By setting the right-hand side to zero, one can easily check that when \(\rho < 1\), there is only one fixed point, at the origin. For \(\rho > 1\), two additional fixed points appear, at \[ \left (\pm \sqrt{\beta(\rho-1)}, \pm \sqrt{\beta(\rho-1)}, \rho -1 \right ). \] For sufficiently small values of \(\rho\) (dependent on \(\sigma\) and \(\beta\)), these points are stable and the trajectories of any non-zero initial values converge to one of them.

Take \(\sigma=10\), \(\beta=8/3\) and \(\rho=14\) with initial condition \((x_0,y_0, z_0)=(-10,-8,29)\).

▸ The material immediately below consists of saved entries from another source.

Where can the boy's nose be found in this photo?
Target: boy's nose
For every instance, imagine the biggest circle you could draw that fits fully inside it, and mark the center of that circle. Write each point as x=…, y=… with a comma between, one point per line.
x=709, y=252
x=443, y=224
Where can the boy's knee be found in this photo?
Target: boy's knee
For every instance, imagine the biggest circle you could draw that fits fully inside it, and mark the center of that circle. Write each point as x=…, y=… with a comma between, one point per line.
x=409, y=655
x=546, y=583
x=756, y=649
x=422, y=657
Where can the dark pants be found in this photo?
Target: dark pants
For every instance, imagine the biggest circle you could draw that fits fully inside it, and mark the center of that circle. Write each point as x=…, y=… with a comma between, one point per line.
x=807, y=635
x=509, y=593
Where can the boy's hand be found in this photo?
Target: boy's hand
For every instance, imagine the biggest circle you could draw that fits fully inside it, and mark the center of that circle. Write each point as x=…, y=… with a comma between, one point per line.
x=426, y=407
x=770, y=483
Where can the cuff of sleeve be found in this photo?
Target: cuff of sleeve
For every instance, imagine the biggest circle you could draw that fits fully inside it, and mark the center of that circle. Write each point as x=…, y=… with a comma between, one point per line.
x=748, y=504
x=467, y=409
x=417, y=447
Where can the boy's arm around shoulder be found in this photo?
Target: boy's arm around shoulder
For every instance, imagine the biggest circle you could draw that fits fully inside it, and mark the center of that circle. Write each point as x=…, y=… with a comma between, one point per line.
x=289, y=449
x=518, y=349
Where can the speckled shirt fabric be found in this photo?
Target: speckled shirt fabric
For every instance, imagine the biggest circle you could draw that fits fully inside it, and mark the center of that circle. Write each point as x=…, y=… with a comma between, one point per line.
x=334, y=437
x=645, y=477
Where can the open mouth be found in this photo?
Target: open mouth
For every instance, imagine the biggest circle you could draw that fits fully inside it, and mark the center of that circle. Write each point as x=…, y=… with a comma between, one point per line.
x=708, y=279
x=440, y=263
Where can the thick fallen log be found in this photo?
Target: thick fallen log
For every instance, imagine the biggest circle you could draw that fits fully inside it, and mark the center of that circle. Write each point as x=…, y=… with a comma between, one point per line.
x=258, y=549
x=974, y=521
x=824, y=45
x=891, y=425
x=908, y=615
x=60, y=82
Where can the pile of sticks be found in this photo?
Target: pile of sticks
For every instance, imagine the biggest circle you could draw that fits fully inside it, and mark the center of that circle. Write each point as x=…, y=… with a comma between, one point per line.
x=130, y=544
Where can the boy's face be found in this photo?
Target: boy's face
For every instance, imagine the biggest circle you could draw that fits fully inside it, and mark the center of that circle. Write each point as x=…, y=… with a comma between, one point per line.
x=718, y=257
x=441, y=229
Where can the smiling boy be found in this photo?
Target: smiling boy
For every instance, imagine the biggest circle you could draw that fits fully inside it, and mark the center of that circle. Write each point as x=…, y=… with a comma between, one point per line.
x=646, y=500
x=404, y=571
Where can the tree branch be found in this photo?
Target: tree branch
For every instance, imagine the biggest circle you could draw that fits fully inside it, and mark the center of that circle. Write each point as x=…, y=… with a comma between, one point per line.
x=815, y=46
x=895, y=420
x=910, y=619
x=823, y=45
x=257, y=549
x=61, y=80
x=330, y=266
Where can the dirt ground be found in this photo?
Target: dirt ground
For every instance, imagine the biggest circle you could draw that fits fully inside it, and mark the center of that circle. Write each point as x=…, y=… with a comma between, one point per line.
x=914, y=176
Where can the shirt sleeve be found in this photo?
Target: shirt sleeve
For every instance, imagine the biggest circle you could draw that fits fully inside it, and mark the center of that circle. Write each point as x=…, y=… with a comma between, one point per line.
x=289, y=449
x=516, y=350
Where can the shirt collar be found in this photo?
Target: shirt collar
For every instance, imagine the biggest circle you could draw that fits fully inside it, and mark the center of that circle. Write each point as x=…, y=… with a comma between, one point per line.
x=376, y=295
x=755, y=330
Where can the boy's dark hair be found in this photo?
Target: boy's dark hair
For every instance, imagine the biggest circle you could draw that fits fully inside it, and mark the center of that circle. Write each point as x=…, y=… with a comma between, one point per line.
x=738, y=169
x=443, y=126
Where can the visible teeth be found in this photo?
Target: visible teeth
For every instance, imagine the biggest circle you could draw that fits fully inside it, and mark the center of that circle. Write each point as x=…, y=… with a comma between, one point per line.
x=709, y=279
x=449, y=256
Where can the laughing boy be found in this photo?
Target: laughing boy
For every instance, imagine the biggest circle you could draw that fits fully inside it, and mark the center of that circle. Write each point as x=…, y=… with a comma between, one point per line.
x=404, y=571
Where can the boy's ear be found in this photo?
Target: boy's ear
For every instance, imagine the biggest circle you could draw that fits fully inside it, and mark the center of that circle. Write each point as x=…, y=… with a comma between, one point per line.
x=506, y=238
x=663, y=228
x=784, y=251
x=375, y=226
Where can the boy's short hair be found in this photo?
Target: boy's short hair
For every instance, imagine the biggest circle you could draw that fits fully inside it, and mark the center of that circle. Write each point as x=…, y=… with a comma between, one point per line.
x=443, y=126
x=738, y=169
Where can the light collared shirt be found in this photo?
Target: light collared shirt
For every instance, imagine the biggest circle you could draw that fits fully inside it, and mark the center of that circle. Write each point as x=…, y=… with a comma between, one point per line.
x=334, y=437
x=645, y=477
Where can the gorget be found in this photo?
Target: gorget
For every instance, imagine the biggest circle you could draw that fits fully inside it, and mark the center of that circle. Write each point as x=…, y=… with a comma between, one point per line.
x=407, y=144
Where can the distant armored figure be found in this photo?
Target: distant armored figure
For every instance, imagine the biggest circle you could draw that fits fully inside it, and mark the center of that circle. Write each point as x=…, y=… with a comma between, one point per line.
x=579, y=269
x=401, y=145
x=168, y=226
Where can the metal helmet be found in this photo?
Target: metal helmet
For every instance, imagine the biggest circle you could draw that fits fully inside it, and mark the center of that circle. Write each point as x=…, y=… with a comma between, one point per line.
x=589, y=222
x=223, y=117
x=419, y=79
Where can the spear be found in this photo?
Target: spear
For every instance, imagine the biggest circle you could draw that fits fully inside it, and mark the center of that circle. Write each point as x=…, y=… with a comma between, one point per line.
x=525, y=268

We plot an approximate trajectory of \(z(t)\) against \(x(t)\) for \(t \in [0,100]\) using the midpoint method with step size \(h=0.01\) \((N=10000\) steps). The colours cycle through the rainbow spectrum as \(t\) increases, starting with red when \(t=0\) and changing colour every unit of time.

Here is a plot of the solutions:

When \(\rho\) gets large enough, the two points become unstable and the trajectory is repelled by them in a very complex way. Taking the parameters \(\sigma=10\), \(\beta=8/3\) and \(\rho=28\) (which were the parameters that Lorenz used) with initial condition \((x_0,y_0, z_0)=(-10,-8,29)\), we plot an approximate trajectory on \([0,100]\). As before, we use the midpoint method with step size \(h=0.01\) \((N=10000\) steps). Plotting \(z(t)\) against \(x(t)\) reveals … a butterfly!